Some action items to prepare:
- Soffits: Some units have most soffits closed for the winter. They need to be opened. What is the total square inches of your inlets? You need about 50% more area than that available into the attic, most likely through the soffits. If the soffit screen is damaged or dirty put that on your to-do list.
- Fans: Many are covered for the winter. It is time to pull off the covers and double check their condition and functionality. If you have fans set up as emergency fans on separate thermostats, check that the thermostats still work and were not compromised with the winter humidity levels.
- Bandwidths: Over the cold months I usually see BWs widened (maybe 2° to go from minimum to 100%) so you do not trip an additional fan too quickly in cold weather. Summer settings we generally tighten these (maybe 1°) so we can step in additional fan power fairly quickly.
- Curtains: Many are secured up, mostly north sides. You do not want your first 50° day with only the south side operational, these must be free to move. Unsecure them and check their functionality. Power Drop curtain drop should be verified. Watch your curtain movement….. see below.
- Curtain run times: Many problems evolve from too far or too quick curtain movement. The general rule of thumb is 1” downward movement or ‘run time’ (regardless of how many seconds that is on your controller) and a ‘read interval’ of 2 minutes. This slower runtime and longer read interval allow the probe to react to the fact the barn has cooled some from the last move, without dropping more.

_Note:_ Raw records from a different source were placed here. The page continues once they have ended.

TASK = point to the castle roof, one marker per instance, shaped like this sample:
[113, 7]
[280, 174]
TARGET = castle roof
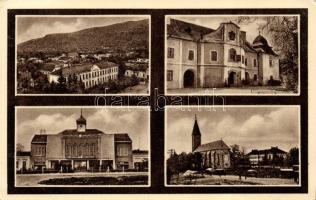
[260, 43]
[216, 145]
[69, 132]
[185, 30]
[122, 137]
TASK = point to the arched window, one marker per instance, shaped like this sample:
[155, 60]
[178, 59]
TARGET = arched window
[232, 55]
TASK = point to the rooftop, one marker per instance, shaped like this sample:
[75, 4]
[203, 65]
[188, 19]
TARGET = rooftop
[216, 145]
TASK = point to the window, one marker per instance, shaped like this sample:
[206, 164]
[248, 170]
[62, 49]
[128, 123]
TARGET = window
[170, 52]
[232, 55]
[213, 55]
[191, 55]
[169, 75]
[232, 35]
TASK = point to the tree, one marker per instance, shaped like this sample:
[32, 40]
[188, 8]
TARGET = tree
[19, 147]
[283, 31]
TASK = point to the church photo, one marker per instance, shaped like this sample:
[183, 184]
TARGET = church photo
[246, 55]
[235, 145]
[82, 146]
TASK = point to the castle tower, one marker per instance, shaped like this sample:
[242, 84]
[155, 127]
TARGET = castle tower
[81, 123]
[196, 135]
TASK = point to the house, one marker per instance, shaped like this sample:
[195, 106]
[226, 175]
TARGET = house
[81, 149]
[23, 161]
[202, 57]
[90, 74]
[138, 73]
[140, 159]
[274, 155]
[215, 155]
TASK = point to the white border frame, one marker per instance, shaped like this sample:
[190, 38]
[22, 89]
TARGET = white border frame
[129, 108]
[93, 15]
[232, 106]
[237, 94]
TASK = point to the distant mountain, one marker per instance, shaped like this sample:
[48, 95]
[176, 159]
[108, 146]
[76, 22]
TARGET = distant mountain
[122, 36]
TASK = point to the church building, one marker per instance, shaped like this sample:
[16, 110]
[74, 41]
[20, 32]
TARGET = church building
[201, 57]
[82, 149]
[215, 155]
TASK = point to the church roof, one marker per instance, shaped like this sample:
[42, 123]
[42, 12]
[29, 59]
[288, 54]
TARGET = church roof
[196, 128]
[216, 145]
[122, 137]
[185, 30]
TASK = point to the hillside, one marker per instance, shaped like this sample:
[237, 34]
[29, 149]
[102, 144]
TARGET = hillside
[121, 36]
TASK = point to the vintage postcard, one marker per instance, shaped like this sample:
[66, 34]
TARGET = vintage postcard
[236, 55]
[82, 146]
[82, 54]
[233, 146]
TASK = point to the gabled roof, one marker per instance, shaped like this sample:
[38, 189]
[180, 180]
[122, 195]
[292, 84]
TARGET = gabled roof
[39, 139]
[122, 137]
[23, 153]
[216, 145]
[75, 132]
[261, 43]
[185, 30]
[85, 67]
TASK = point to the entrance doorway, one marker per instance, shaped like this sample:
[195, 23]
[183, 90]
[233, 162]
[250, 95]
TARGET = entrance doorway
[80, 165]
[188, 79]
[232, 78]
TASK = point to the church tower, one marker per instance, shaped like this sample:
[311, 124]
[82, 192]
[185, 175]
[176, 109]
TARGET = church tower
[196, 135]
[81, 123]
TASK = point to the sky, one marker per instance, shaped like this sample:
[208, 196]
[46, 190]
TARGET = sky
[213, 22]
[109, 120]
[249, 127]
[36, 27]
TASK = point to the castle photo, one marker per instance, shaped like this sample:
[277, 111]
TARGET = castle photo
[216, 52]
[83, 145]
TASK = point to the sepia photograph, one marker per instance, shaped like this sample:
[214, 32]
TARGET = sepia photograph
[232, 146]
[82, 54]
[82, 146]
[236, 55]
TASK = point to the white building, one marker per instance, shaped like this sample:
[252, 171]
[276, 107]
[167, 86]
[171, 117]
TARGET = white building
[89, 74]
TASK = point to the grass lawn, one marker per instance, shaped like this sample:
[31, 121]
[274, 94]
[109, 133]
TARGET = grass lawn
[122, 180]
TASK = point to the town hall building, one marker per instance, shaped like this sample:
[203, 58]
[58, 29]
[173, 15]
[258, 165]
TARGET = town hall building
[215, 155]
[82, 149]
[200, 57]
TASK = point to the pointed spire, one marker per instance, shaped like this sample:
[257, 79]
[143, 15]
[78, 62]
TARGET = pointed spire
[196, 128]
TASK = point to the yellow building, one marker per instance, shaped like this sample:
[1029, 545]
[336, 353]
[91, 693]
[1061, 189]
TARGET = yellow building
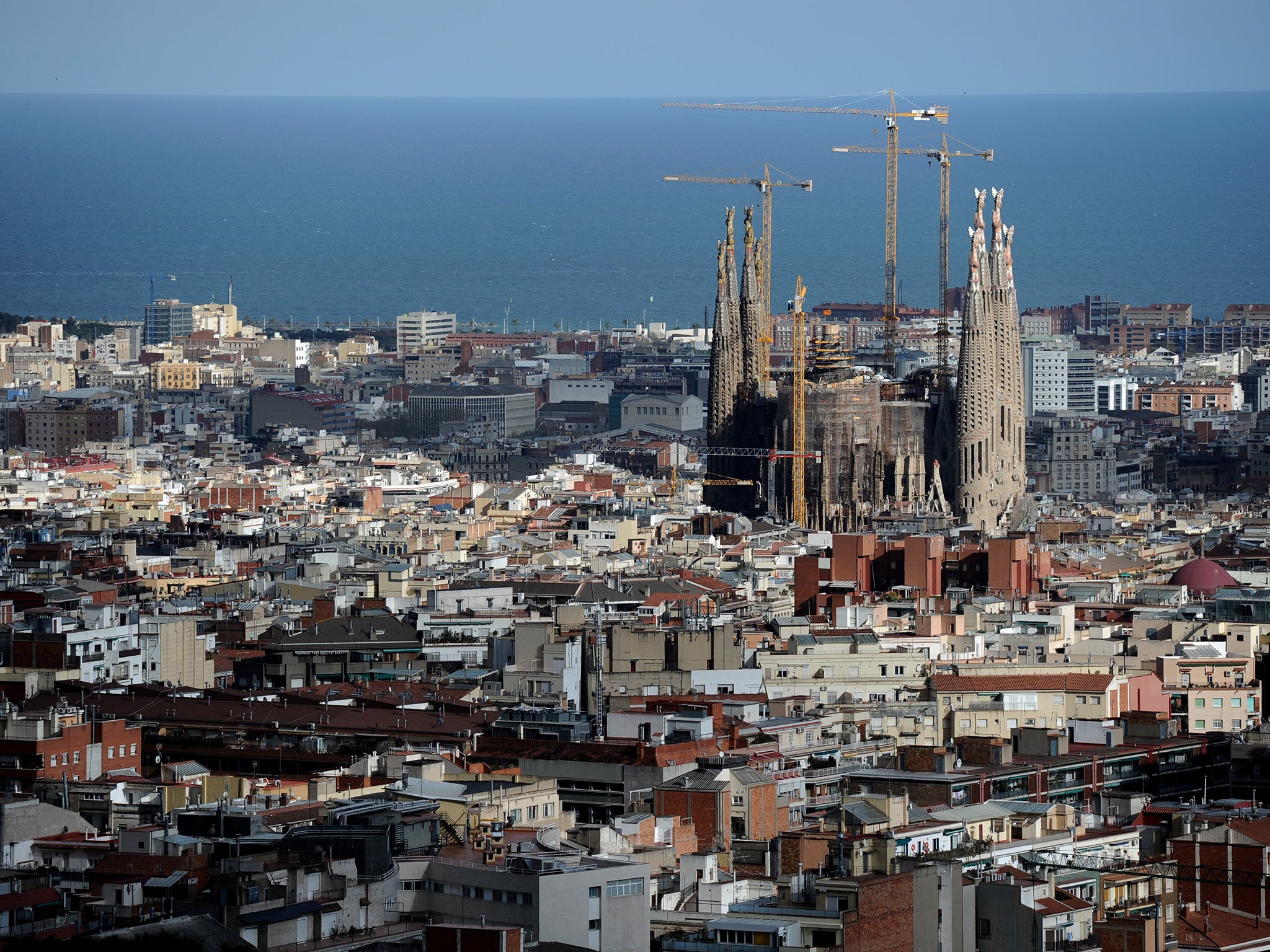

- Bait boxes: They may have been under snow, so spring is a good time to reload them with fresh bait.
- Static Pressure: No matter what fans are running, you should have some static pressure. The entry door should pull shut behind you. No pull = no static pressure. Door slams = too much. Static pressure tells you the inlets are in balance with the fans delivering a proper incoming air speed.
That is a quick list of problem areas to check before the weather allows field work!